Groundedness harvest sink
prism’s receipts are a privacy-preserving audit trail: they store artifact hashes, not text, and
never keep the per-claim (claim, evidence, verdict) triples a verification computes. That makes the
receipt store useless as a training corpus — the clean triples exist only for the instant a
verification runs.
The harvest sink captures those triples at verify time, before they are discarded — so you can build the dataset to train your own self-hosted groundedness verifier. It is opt-in and off by default.
Enable it
Section titled “Enable it”export PRISM_HARVEST_PATH=~/prism-l4-harvest.jsonl # any writable pathWhen PRISM_HARVEST_PATH is unset, nothing is captured, no file is written, and behavior is
exactly unchanged — the hook is a no-op. When it is set, prism appends one JSON record per captured
triple to that file.
What it captures
Section titled “What it captures”- Citation path — each resolved citation becomes a clean triple: the claim, the retrieved supporting span (or full abstract), and the verdict. Existence failures (a fabricated or unresolvable identifier) are skipped — those train the existence floor, not groundedness.
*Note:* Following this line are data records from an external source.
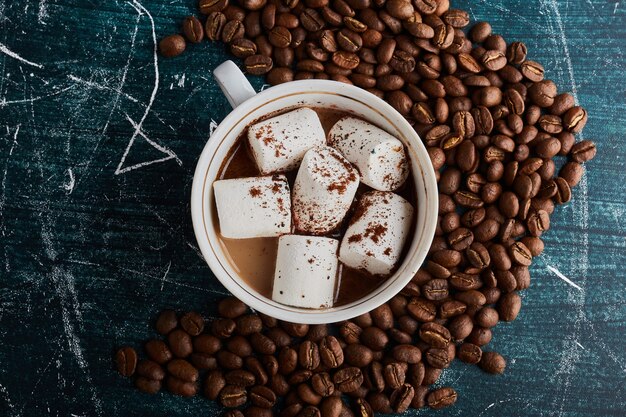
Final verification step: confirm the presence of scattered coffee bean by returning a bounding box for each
[159,35,187,58]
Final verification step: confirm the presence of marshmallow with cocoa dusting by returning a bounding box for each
[248,107,326,174]
[213,175,291,239]
[292,146,359,235]
[272,235,339,308]
[339,191,413,275]
[328,117,409,191]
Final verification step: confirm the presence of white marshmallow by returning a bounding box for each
[292,146,359,235]
[272,235,339,308]
[213,175,291,239]
[339,191,413,275]
[328,117,409,191]
[248,107,326,175]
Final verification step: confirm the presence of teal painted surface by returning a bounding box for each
[0,0,626,417]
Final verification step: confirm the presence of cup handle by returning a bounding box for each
[213,61,256,109]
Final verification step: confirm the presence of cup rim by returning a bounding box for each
[191,80,438,324]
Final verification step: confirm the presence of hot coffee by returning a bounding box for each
[213,108,416,306]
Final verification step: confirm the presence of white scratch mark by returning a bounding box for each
[9,125,22,156]
[102,14,141,133]
[115,115,183,175]
[0,43,43,68]
[115,0,163,175]
[37,0,50,25]
[0,85,74,107]
[187,242,205,261]
[546,265,583,291]
[550,0,578,97]
[161,261,172,291]
[209,119,217,137]
[0,384,19,415]
[63,168,76,194]
[67,74,139,103]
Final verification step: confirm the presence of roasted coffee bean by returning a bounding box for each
[419,322,451,348]
[198,0,228,14]
[226,336,252,358]
[180,311,204,336]
[389,384,415,413]
[333,366,364,392]
[144,340,173,365]
[189,352,217,370]
[370,304,393,330]
[298,405,321,417]
[224,369,256,387]
[448,314,474,340]
[320,396,343,417]
[436,300,467,318]
[391,344,422,364]
[269,374,290,396]
[427,387,457,410]
[215,350,243,369]
[383,362,406,390]
[526,210,550,237]
[344,343,374,368]
[204,12,227,41]
[244,54,273,75]
[407,298,437,322]
[300,8,324,32]
[339,321,363,344]
[311,372,335,397]
[481,50,507,71]
[457,343,483,365]
[424,348,450,369]
[478,352,506,374]
[221,20,245,43]
[115,347,137,376]
[183,16,204,43]
[159,35,187,58]
[219,385,248,408]
[335,29,363,53]
[358,327,389,352]
[319,336,344,369]
[296,384,322,405]
[298,340,320,369]
[211,319,237,339]
[332,51,360,70]
[563,106,587,133]
[230,38,257,57]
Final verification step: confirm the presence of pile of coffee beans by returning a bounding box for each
[128,0,596,417]
[115,295,468,417]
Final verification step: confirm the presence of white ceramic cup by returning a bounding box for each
[191,61,439,324]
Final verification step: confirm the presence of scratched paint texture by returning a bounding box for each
[0,0,626,417]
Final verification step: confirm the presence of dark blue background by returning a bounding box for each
[0,0,626,417]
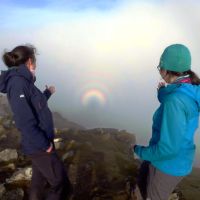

- Code/tool path — the groundedness lens’s judgment of an artifact against its intent.
Each record uses the prism-l4-harvest/v1 schema:
| field | meaning |
|---|---|
claim | the claim being checked |
evidence_span | the retrieved source span (or abstract) it was checked against |
verdict | supported · unsupported · abstain |
confidence | the lens/citation confidence, when available |
source | prism-citation or prism-groundedness |
producer_family | the caller’s model family |
artifact_type | the verified artifact’s type — e.g. citations, code, tool_call |
receipt_id | the receipt this triple came from — the provenance join back to the audit trail |
multi_hop | whether the triple spans multiple hops — currently always false (reserved) |
timestamp | when it was produced |
Each record also carries its schema tag (prism-l4-harvest/v1).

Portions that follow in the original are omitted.